Михаил Рогожников
«Русский репортер» №45 (373) 20 ноя 2014, 00:00

Если понятия «Саммит G20 в австралийском Брисбене» и «международная изоляция России» что-то и роднит, то вовсе не события самого саммита. Изоляции одни опасались, другие с нетерпением ждали, но как бы то ни было, ее не произошло. Только канадский премьер и пучил глаза, но среди его избирателей много выходцев с Западной Украины, да Канада чуть ли не воевать собралась с нами в Арктике — за ресурсы.

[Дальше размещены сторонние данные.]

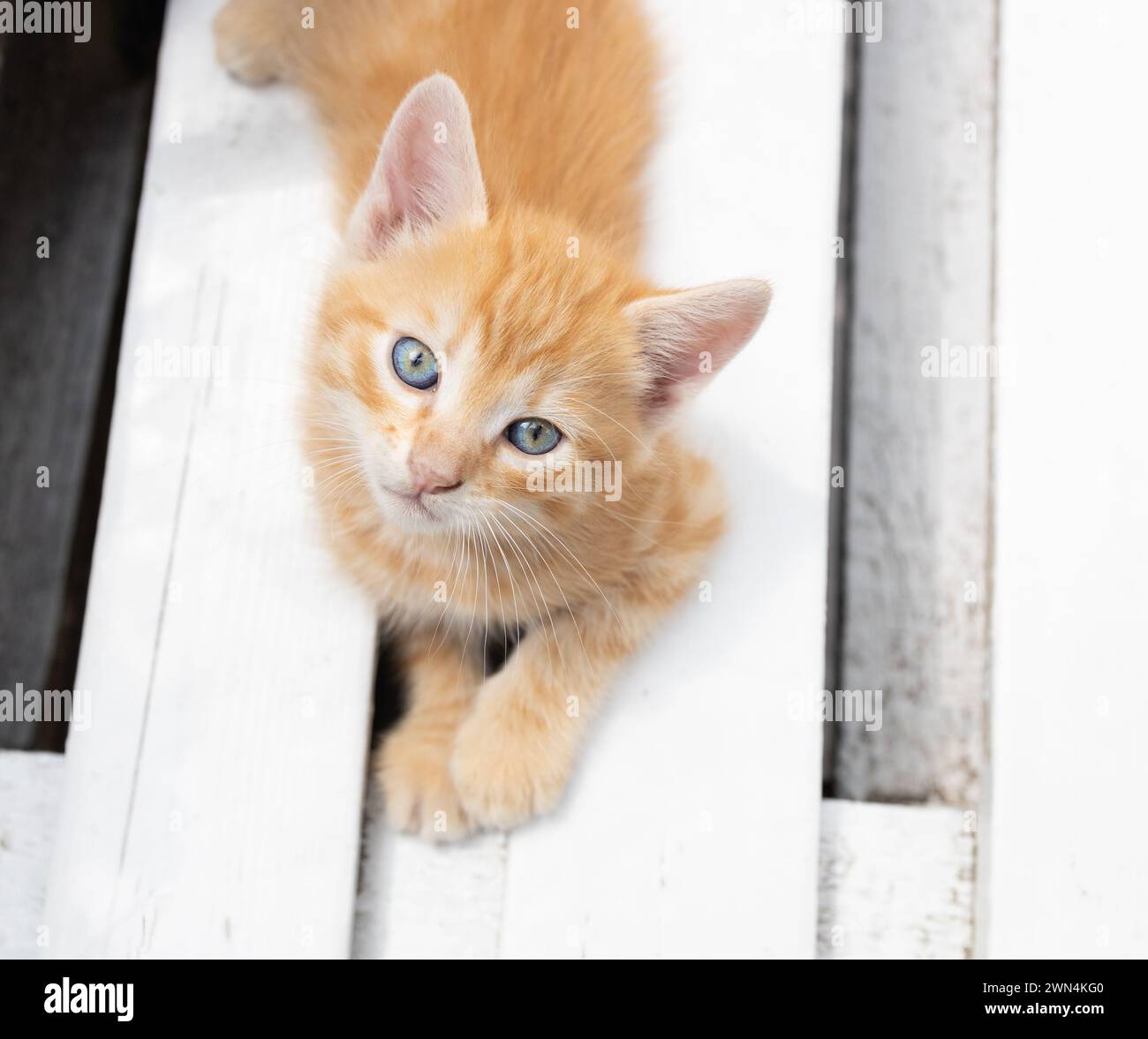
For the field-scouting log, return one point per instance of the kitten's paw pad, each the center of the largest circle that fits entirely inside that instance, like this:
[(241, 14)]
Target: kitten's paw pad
[(505, 778), (418, 793), (248, 41)]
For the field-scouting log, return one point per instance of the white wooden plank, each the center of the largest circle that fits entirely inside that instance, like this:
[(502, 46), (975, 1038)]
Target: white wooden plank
[(896, 882), (214, 805), (29, 809), (421, 901), (918, 472), (691, 828), (1067, 847)]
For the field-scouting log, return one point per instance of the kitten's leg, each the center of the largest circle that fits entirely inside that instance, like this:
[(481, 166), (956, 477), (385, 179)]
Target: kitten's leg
[(413, 763), (255, 38), (517, 749)]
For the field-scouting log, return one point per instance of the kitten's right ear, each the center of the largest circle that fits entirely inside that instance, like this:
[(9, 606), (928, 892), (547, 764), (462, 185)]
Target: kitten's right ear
[(427, 170)]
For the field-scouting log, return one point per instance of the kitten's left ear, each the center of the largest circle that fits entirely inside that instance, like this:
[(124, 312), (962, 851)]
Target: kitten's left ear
[(427, 170), (689, 335)]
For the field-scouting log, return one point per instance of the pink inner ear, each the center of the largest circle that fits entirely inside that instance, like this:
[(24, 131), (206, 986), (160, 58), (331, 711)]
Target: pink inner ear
[(680, 331), (427, 170)]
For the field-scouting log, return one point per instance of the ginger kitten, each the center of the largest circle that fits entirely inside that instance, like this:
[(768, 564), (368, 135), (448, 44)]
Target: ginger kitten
[(493, 386)]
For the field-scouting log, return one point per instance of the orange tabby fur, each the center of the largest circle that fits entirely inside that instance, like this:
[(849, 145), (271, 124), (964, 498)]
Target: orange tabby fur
[(532, 308)]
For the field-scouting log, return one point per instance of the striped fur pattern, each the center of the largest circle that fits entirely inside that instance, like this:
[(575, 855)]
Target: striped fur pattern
[(488, 157)]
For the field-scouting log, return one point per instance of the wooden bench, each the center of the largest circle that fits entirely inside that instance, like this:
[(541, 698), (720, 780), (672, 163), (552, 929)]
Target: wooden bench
[(215, 805)]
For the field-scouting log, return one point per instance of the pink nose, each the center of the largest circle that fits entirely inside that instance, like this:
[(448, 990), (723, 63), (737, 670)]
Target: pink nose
[(426, 478)]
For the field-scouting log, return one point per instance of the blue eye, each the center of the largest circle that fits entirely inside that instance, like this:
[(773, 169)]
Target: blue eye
[(414, 363), (534, 436)]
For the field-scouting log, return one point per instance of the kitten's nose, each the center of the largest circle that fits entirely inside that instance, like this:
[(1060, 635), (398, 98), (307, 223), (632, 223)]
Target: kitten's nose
[(431, 478)]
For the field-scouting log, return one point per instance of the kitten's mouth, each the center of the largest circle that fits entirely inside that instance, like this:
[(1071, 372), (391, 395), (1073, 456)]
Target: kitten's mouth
[(412, 501)]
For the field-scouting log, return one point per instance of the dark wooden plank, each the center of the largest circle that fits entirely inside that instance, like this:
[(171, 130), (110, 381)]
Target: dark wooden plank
[(72, 132)]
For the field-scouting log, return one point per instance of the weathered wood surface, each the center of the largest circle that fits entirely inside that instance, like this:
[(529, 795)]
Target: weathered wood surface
[(691, 828), (917, 594), (214, 806), (1067, 852), (29, 809), (896, 882), (72, 131)]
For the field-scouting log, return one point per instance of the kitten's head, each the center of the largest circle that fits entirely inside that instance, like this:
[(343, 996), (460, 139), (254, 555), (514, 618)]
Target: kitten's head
[(463, 352)]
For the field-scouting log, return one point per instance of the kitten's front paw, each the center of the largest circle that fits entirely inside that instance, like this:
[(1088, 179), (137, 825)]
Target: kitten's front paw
[(508, 767), (418, 793), (248, 41)]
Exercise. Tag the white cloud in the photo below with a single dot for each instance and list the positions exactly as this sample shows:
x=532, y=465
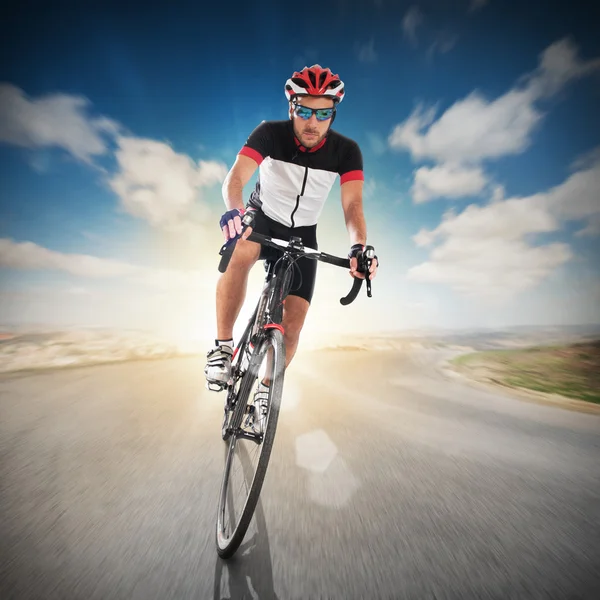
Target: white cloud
x=487, y=250
x=59, y=120
x=470, y=130
x=474, y=128
x=448, y=180
x=159, y=185
x=30, y=256
x=366, y=52
x=410, y=23
x=490, y=268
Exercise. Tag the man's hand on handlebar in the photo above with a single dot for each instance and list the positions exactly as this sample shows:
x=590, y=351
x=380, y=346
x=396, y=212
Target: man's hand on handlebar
x=356, y=252
x=231, y=224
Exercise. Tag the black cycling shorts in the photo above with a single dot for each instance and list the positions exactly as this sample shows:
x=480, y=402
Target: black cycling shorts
x=305, y=269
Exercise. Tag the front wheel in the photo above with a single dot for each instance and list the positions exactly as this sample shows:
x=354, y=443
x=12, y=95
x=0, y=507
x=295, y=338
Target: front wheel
x=247, y=454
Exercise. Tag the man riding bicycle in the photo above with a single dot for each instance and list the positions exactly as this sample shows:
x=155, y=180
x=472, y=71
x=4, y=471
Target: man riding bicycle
x=298, y=160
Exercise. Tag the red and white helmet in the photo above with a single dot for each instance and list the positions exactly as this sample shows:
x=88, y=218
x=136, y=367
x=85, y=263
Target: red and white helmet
x=315, y=81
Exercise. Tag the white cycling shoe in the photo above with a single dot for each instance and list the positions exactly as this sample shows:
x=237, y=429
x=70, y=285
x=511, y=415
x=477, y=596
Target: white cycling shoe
x=218, y=368
x=261, y=408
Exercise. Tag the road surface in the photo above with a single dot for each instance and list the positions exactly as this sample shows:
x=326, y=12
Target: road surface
x=387, y=480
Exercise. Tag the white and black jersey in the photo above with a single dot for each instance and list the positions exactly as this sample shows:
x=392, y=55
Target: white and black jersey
x=293, y=181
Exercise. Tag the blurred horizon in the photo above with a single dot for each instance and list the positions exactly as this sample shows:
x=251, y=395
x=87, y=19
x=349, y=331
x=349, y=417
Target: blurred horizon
x=477, y=120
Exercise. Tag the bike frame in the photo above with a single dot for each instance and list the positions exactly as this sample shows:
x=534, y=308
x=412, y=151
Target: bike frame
x=267, y=314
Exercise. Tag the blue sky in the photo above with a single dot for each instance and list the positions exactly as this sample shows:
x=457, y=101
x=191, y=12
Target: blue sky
x=478, y=123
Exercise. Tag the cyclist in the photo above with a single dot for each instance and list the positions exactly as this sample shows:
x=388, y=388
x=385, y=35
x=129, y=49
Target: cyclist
x=298, y=160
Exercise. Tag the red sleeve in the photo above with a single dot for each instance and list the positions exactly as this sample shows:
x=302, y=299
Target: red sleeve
x=352, y=176
x=351, y=167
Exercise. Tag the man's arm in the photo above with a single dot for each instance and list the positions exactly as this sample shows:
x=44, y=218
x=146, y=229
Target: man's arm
x=353, y=211
x=355, y=222
x=238, y=176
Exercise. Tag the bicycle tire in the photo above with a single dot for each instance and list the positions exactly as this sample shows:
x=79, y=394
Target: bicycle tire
x=228, y=539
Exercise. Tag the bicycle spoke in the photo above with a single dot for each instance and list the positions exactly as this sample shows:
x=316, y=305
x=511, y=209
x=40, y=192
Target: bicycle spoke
x=246, y=460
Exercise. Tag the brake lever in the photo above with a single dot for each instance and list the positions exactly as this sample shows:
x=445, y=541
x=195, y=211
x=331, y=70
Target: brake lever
x=368, y=256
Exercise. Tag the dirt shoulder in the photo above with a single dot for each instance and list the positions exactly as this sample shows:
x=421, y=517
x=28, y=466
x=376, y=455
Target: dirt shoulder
x=567, y=374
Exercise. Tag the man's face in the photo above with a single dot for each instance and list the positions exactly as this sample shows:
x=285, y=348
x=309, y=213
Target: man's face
x=310, y=132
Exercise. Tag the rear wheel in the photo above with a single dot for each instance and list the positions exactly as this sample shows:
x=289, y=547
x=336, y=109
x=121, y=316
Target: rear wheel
x=247, y=455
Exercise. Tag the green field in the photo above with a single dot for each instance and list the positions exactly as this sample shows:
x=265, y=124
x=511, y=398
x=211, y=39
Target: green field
x=569, y=370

И если все же говорить об изоляции, то в том ключе, что в нее мы можем поставить себя сами. Правда, политика не будет иметь к этому никакого отношения. Некоторые люди довольно верно полагают, что главное происходит не в политике, а в банковском секторе. Здесь как раз тот случай. Саммит-то был экономическим, как и вообще все встречи и общий характер «двадцатки». В этот раз главная тема — как обеспечить глобальный рост. Есть для нас опасность попасть в самоизоляцию от основных документов саммита. Которые мы наверняка с большим удовольствием и полным видимым согласием подписали. А это значит, что наши экономические власти отныне должны быть согласны с тем, что, как написано в коммюнике лидеров G20, «развитие глобальной экономики сдерживается нехваткой спроса». Да, применительно к экономике российской они с этим будут согласны обеими руками, именно в отсутствии спроса все время и обвиняя ее, родимую, но дальше-то, дальше: «устранение ограничений со стороны предложения является ключевой мерой для ускорения темпов потенциального роста». О как! Далекие от экономических дискуссий люди, наверное, пожмут плечами, но другие, хотя бы несколько более вовлеченные в них, поймут: именно против того аргумента, что в нашей экономике нужно стимулировать, поощрять, развивать предложение товаров и услуг, и спорит долгие годы большинство ответственных за экономику чиновников. Они оспаривают его с яростью и высокомерием, обзывая недоумками тех немногих, кто решается поднять голос в защиту предложения. Они продолжают верить единственно в ту максиму капитализма, которую сообщали, кажется, еще в советской средней школе или на первом курсе экономфака МГУ, где критиковали экономику капиталистическую: спрос рождает предложение. И точка. Все.

А те доводы, что повышенное предложение снижает цены и делает товары и прочие блага доступнее (на рынке жилья это было бы ощутимо так), что стимулирование предложения повышает занятость (чтобы его повысить, кто-то должен что-то произвести или построить, а значит, этот кто-то должен быть взят на работу), и таким образом растет покупательная способность населения, то есть искомый спрос, — они их не слышат. И что Форд, например, преодолевая недостаток спроса, платил рабочим сначала 5, а затем 8 долларов в день и тем самым повысил их покупательную способность, чтобы они могли приобретать сделанные их же руками машины. Да, это он так повысил, конечно, спрос, но для этого изначально взял их на работу и повысил предложение — нет, ну кому это сейчас интересно, Форд какой-то…

И о банках есть в коммюнике «двадцатки», о целях: «создания дополнительных возможностей для кредитования». И под этим мы подписались, с нашим опять дорожающим кредитом? И под тем, что «прибыль должна облагаться налогом там, где осуществляются функции, стимулирующие прибыль» (а не просто там, где вдруг понадобилось больше денег в казну)?! Что ж, посмотрим.